人々の質(考え方)を向上させることによって、この世界に平和で誰もが住みたいと思える社会を実現したい。第二次世界大戦で疲弊していた日本のみならず、世界から受け入れられる普遍性の高い哲学(教え)!が示された事が大きな要因では無かったのかと思えてなりません。

自分の思いは少林寺拳法の創設者『宗道臣』を一武道家で終わらせて良いのか? 柔道を世界中で認められるオリンピック種目にまで高め、歴史上もその名を留める加納治五郎と同等の功績は充分にあるとの強い思いです。

柔道と柔術の違いは何でしょう?
加納治五郎もかつては柔術を修練して居た事は歴史上の事実です。

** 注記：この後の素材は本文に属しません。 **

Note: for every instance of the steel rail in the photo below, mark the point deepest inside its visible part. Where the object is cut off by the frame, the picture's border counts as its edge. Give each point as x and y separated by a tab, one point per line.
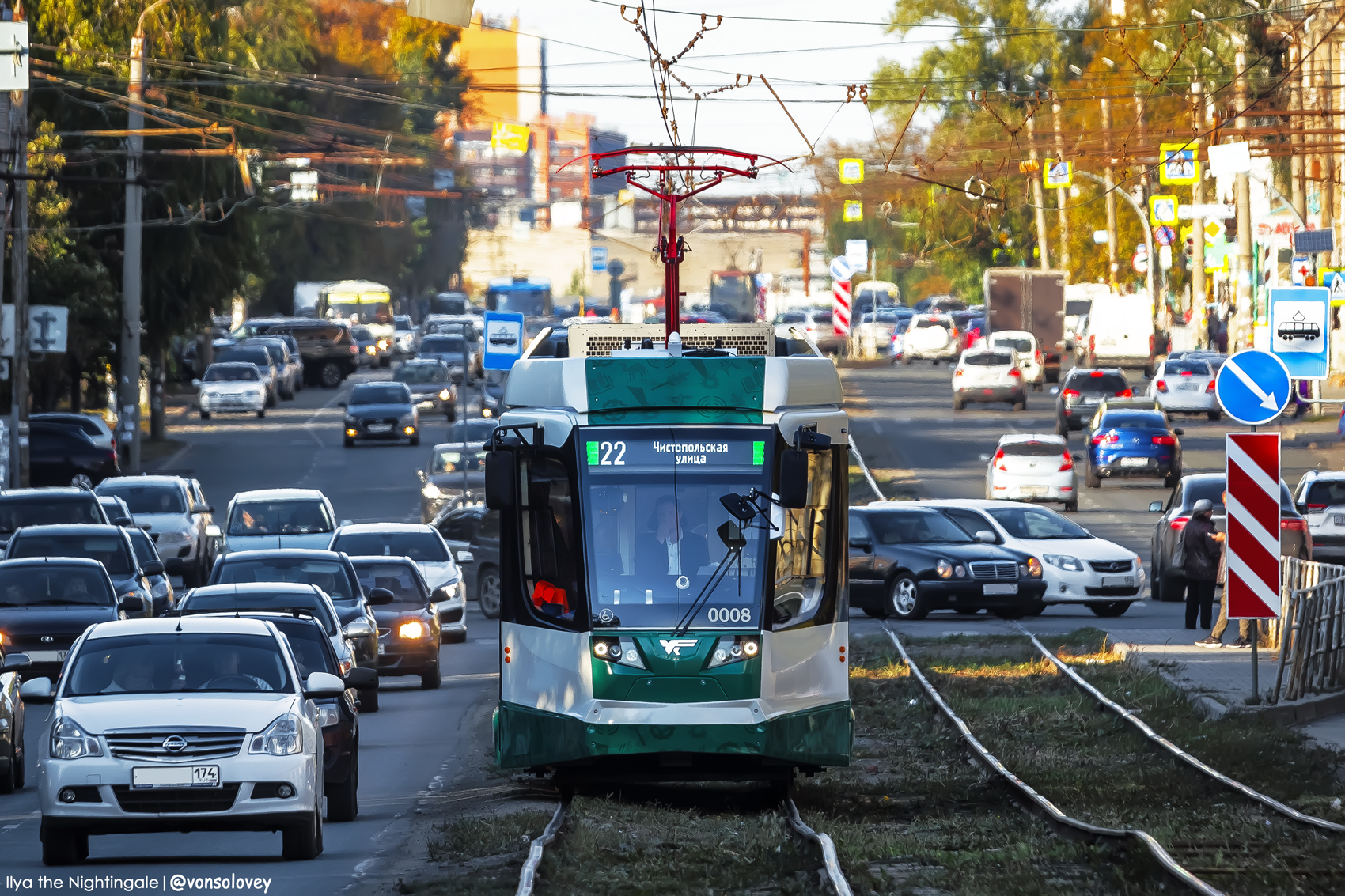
829	849
1060	822
528	876
1174	750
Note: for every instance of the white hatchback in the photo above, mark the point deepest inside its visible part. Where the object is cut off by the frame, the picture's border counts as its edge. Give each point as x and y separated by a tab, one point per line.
1185	387
178	725
987	374
1079	567
1033	468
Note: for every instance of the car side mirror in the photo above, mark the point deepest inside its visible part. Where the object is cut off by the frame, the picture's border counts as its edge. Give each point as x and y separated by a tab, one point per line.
794	479
36	689
323	685
358	629
499	481
362	679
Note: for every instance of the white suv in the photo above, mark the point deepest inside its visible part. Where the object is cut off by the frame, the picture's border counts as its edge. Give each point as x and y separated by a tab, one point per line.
989	374
176	725
179	524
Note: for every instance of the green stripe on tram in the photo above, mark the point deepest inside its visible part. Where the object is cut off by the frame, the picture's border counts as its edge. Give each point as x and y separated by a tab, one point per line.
676	391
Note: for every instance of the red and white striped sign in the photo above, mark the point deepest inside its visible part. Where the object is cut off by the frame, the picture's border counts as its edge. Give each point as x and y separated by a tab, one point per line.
1252	587
841	307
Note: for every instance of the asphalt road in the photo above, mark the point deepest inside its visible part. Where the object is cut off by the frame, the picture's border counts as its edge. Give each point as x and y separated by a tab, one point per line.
904	425
409	748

ではなぜ柔術は現在も続けられているにも関わらず柔道の様に世界中に発展出来なかったのでしょう、 加納治五郎の先見性と時代に即した考えがあったからではなかったのか?

今一度宗道臣の残した教え(哲学)を見直してみるのも良いのではとの思いから、自分なりに整理してみようと考えた訳です。

『少林寺拳法は単なるスポーツではない』と言う宗道臣の残した一言を切り取り、都合の良い解釈で現在の様な体系に変えてしまったのではないのか、拳士なら修練の都度 唱える道訓の最後(信条)に次のような二文が有ります。

「我等は正義を愛し、人道を重んじ、礼儀を正し、平和を守る真の勇者たることを期す。」

「我等は法を修め、心身を錬磨し、同志相親しみ、相援け、相譲り、協力一致して理想境建設に邁進す。」

この様な武道の修練を通して人の質を高める教えこそが『少林寺拳法は単なる武道やスポーツではない』と言わしめた哲学ではないのか?それこそが発展の一因である。自分にはその様に思えてなりません。

宗道臣を歴史に名を遺すような存在にしたい!偽らざる思いでBSKFが、またそのモデルを世界に広げる目的でIKAは設立されたのです。